If a business deals in real property...or with items where they may be the only vendor of that item (such as homes, cars), then discrimination would be closing off the access minorities have to those items; which is improper. But coffee is available in many different places. I do not know all of the business details, but Pittsburgh has after hour clubs (I don't know if they are legal or what...but they are still going strong), where you either have to be a member or know someone who knows someone to get in.

You know I'm from PA; but I wonder where all the porn theaters and pawn shops are around here? I know there are some...but you really don't see them in plain view. In Miami, there's one on every block in some areas. Tootsie's (and exotic dancing place) is lit up like a casino. There seems to be little outcry about it. I guess some "sins" are more severe than others...

Izgad said...

Why should it be a problem if we have a franchise of racist coffee shops? There are people who wish to engage in their pursuit of happiness by looking at scantily clad women hence there are Hooters across the country. Let bigots across the country practice their racist pursuit of happiness by going to my Aryan coffee house in whatever city they live in.
As for the issue of health care, car dealerships and real estate, why can’t they practice discrimination too? Find me a place in the country where there is only provider of health care, one car dealership and one real estate business, particularly in our internet age. Even if there was such a place, this would merely create the need for an alternative that the free market could easily provide.
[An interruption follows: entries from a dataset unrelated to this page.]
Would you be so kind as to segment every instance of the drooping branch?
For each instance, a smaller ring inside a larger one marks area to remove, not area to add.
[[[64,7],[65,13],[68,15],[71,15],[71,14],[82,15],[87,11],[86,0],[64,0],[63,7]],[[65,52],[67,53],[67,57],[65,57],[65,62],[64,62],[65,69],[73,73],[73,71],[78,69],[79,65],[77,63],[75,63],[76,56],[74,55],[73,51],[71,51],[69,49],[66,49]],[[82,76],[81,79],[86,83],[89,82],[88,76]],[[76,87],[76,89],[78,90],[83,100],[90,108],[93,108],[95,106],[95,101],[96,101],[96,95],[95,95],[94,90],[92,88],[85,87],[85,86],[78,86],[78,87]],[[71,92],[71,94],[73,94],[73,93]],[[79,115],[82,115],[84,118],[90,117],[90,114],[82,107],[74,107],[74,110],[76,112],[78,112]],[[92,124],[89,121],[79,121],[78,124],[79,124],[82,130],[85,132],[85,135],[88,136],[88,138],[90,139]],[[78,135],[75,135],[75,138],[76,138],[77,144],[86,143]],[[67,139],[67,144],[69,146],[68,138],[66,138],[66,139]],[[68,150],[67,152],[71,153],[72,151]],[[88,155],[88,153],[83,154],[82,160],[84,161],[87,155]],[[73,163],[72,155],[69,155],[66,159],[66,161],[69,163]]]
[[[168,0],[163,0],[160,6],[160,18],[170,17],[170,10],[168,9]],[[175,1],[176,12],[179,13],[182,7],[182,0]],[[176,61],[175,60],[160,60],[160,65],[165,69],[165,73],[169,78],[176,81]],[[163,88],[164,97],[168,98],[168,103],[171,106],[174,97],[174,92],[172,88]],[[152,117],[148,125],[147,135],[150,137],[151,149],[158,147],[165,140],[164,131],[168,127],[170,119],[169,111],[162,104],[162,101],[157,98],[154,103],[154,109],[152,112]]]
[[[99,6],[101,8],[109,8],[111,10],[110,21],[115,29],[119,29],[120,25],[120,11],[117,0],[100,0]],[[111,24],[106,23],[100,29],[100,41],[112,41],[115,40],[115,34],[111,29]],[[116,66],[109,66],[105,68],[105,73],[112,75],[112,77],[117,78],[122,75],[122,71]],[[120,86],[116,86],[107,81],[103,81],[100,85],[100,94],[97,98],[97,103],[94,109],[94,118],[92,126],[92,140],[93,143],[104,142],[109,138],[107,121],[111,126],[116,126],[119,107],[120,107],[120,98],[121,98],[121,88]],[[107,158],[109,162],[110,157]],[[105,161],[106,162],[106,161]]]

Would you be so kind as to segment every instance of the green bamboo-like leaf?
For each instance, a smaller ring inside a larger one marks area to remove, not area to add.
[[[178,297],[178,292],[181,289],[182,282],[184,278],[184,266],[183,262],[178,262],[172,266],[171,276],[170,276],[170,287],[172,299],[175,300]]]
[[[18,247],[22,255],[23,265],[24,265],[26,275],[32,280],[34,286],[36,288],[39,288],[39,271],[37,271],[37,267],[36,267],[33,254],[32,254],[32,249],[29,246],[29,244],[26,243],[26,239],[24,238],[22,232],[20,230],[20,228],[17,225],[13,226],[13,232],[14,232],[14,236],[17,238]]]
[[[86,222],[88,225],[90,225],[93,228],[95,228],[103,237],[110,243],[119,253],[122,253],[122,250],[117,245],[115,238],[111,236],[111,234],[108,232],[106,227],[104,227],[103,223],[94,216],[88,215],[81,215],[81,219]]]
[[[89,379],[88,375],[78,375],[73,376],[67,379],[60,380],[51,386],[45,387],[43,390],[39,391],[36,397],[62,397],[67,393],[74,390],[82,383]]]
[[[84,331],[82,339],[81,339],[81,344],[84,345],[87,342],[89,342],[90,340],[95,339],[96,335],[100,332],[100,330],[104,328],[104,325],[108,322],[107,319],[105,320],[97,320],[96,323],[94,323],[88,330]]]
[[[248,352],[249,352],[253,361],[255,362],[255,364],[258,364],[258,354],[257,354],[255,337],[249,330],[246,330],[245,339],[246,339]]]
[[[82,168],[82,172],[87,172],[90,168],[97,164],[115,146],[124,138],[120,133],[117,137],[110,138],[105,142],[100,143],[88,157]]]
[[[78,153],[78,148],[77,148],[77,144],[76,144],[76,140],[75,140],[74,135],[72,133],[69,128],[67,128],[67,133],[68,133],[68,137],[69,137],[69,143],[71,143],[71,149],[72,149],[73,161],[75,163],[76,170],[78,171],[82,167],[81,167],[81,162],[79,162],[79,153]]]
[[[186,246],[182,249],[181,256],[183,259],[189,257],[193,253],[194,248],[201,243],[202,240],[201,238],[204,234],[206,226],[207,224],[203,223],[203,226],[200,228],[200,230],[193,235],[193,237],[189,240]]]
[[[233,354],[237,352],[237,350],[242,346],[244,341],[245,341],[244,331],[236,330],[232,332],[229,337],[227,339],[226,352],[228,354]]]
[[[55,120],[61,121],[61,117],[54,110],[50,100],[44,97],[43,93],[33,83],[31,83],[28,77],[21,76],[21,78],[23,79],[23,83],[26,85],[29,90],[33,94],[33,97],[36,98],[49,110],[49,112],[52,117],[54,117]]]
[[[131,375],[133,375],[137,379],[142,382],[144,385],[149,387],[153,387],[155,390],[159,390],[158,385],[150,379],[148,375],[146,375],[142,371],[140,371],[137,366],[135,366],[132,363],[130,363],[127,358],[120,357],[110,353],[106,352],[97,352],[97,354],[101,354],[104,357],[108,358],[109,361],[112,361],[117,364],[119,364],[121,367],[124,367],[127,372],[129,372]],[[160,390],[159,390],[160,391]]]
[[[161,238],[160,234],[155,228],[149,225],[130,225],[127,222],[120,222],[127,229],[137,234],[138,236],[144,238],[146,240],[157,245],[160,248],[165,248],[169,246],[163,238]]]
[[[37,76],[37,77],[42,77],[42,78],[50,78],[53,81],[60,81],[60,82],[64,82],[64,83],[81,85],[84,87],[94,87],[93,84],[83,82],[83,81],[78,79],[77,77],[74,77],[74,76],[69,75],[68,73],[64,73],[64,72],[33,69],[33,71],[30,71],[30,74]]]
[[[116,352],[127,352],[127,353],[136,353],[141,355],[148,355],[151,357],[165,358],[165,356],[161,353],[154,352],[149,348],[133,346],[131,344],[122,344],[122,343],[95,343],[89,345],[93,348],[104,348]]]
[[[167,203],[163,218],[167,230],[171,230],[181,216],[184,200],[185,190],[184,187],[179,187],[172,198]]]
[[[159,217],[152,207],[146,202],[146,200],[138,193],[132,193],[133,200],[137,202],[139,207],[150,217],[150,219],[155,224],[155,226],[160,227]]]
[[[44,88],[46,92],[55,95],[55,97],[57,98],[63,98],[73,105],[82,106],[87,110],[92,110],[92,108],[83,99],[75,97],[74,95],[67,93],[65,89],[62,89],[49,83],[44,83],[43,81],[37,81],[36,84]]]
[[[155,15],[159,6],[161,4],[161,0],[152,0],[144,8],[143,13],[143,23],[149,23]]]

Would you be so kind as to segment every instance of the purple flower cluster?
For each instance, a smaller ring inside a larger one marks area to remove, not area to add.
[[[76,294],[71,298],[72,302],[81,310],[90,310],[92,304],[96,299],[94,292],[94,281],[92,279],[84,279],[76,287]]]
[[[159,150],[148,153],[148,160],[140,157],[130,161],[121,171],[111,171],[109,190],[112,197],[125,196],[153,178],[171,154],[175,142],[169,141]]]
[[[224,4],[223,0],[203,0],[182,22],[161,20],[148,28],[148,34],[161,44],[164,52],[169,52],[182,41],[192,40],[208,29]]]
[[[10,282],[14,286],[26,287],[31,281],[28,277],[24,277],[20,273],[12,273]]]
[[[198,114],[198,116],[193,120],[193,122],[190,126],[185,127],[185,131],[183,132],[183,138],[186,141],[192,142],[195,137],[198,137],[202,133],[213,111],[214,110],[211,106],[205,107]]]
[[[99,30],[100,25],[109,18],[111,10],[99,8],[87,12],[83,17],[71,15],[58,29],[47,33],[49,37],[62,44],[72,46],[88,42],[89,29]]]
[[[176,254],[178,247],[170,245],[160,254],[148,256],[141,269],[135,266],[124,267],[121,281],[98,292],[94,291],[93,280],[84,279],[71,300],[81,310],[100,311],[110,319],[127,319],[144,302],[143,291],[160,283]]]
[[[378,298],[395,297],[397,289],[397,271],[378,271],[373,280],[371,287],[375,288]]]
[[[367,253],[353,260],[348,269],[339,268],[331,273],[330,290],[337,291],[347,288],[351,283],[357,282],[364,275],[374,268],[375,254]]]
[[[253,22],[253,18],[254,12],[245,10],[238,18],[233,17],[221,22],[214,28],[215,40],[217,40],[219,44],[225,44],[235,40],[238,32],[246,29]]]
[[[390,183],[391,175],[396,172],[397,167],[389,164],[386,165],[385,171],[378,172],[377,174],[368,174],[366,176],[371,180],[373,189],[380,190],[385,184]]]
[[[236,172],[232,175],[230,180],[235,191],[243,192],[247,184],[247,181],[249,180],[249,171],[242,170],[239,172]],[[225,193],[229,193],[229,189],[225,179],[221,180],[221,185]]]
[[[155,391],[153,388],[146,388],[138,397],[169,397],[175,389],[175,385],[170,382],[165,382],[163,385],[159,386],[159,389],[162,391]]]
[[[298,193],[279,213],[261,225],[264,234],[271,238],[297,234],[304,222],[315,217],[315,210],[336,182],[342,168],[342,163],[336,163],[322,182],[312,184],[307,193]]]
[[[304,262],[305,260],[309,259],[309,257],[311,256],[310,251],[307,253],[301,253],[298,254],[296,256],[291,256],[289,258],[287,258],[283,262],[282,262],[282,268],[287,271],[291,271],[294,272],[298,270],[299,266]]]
As I see it we are doing blacks and all opponents of racism a favor by allowing discrimination. I don’t want to do business with racists. If business owners could come out and be openly racist then we would know who we don’t want to be doing business with.

Miss S. said...

Jones vs. Mayer Co. in 1968 spawned Title VIII of the Civil Rights Acts which prohibits discrimation in the sale or lease of real estate and property. So that would need to be nullified if we were to allow real estate companies to engage in discriminitory practices. And I think if that were to happen, there would be rioting unlike the world has ever seen. :-D

Izgad said...

Thank you for pointing me to that website. http://lp.findlaw.com/ has a lot of interesting stuff. I recognize that as the law stands now it is illegal for private businesses to practice discrimination. The question though is whether this should be allowed to stand. I read Jones vs. Mayer Co. and I see a bunch of sanctimonious old men trying to enforce their values on other people and stopping them from pursuing their own good in their own way. Particularly since there are legitimate non racist reasons for someone to try to stop blacks from moving into a neighborhood. Having blacks move in is likely to have a negative effect on property values. So when whites try to stop blacks from moving in they are just protecting their own pocketbooks. (I may personally think this is immoral. I think that creating a more equitable and racially blind society is more important than the value of a home. But those are my personal values and I would never try to force them on other people.)
Have you ever seen the movie A Raisin in the Sun? There is a part where this black family buys a home in a white neighborhood. They get a visit from one of the people from the neighborhood and this white person is really nice. He talks for several minutes about tolerance and wanting to get along before he makes the family a very generous offer to buy the house from them and have them not move in. Is this white person racist?
You say that blacks would riot if it became legal to discriminate against them. So what you are saying is that just as southern whites turned to violence in order to fight for their "right" to stop blacks from pursuing their own good in their own way so to would blacks turn to violence in order to protect their "right" to stop whites from pursuing their own good in their own way.